Within the winter (grey) subnetwork, examples of representatives from the top 10% connected taxa are the Polycystinea (radiolarian), Carangidae (jacks) and Thalassoarchaea (archaea), representing a primary consumer, secondary consumer and a mixotroph, respectively. The tertiary consumers in each subnetwork (humpback whales and California sea lions) were also among the 10% most highly connected taxa at ranks one and four, respectively (Fig. 3 and Supplementary Table 3). The single central hub taxa with the highest connectivity to other taxa within the respective subnetworks were Balaenopteridae (humpback whales) for the blue subnetwork and Rhodospirillaceae (proteobacteria) for the grey subnetwork. These taxa were connected to a total of 24 (29%) and 48 (42%) taxa within their respective subnetworks. The difference of number of connected taxa between the top ranked taxa in the two subnetworks is due to the difference in numbers of taxa within that particular subnetwork (blue: n = 81, grey: n = 114).

Having a quantifiable threshold for consistent identification and validation of indicator or keystone taxa is important33, and requires experimental evidence showing the impact of the respective taxa on community function and composition.
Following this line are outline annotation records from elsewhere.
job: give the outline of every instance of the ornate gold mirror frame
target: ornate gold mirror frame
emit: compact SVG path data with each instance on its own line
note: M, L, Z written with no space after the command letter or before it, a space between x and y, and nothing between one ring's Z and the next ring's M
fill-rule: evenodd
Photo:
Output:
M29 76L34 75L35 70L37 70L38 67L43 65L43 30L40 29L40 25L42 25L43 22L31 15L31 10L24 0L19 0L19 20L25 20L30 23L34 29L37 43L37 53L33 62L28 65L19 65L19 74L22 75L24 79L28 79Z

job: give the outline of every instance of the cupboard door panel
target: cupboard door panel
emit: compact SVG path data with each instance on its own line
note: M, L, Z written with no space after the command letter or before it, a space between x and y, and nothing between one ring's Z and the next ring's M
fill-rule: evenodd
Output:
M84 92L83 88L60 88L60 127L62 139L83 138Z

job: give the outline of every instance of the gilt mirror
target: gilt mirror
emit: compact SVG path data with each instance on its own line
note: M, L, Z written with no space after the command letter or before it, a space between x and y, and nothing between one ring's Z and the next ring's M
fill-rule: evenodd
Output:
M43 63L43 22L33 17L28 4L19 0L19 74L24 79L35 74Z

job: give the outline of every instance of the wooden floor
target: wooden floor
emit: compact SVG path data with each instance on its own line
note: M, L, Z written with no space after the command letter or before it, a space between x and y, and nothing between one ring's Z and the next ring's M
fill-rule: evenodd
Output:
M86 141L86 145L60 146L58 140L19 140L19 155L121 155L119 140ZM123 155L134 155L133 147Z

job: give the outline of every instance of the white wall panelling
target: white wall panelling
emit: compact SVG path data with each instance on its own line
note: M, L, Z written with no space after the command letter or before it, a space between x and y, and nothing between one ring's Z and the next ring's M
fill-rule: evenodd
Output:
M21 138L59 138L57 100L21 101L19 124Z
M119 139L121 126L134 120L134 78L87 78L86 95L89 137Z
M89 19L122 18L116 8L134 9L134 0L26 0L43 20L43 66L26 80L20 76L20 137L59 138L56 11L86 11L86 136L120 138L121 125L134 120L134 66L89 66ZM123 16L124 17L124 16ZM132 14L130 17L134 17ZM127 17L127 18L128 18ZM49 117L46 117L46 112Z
Network interactions alone can show positive associations between taxa that are unlikely to interact directly (e.g., Urechidae (a sediment dweller) and humpback whales), and it is important to keep in mind that such correlations are manifestly not causation34. However, such networks of putative interactions highlight fluctuations of taxa with their environment that may have previously escaped notice, and thus may be powerful ways of identifying novel organisms and community assemblages that could indicate environmental changes and pioneer conservation strategies, which would especially benefit from these types of analyses at the species level (see Supplementary Fig. 11).

Discussion

In light of global climate change and increasing uses of ocean spaces and resources, monitoring marine biodiversity has emerged as a fundamental requirement to define conservation priorities35. Most marine time-series studies have focused on determining variations in a limited group of organisms (bacteria, phytoplankton, zooplankton, fish, mammals, etc.), often relative to environmental conditions and more rarely exploring biotic interactions between them. Comprehensive ecosystem studies are hampered by the lack of practical methods and expertise needed to quantify biodiversity. The development of eDNA methods provides a unique lens into marine biodiversity by enabling the simultaneous examination of organisms across multiple trophic levels and domains of life that can provide critical information about the complex biotic interactions related to ecosystem change.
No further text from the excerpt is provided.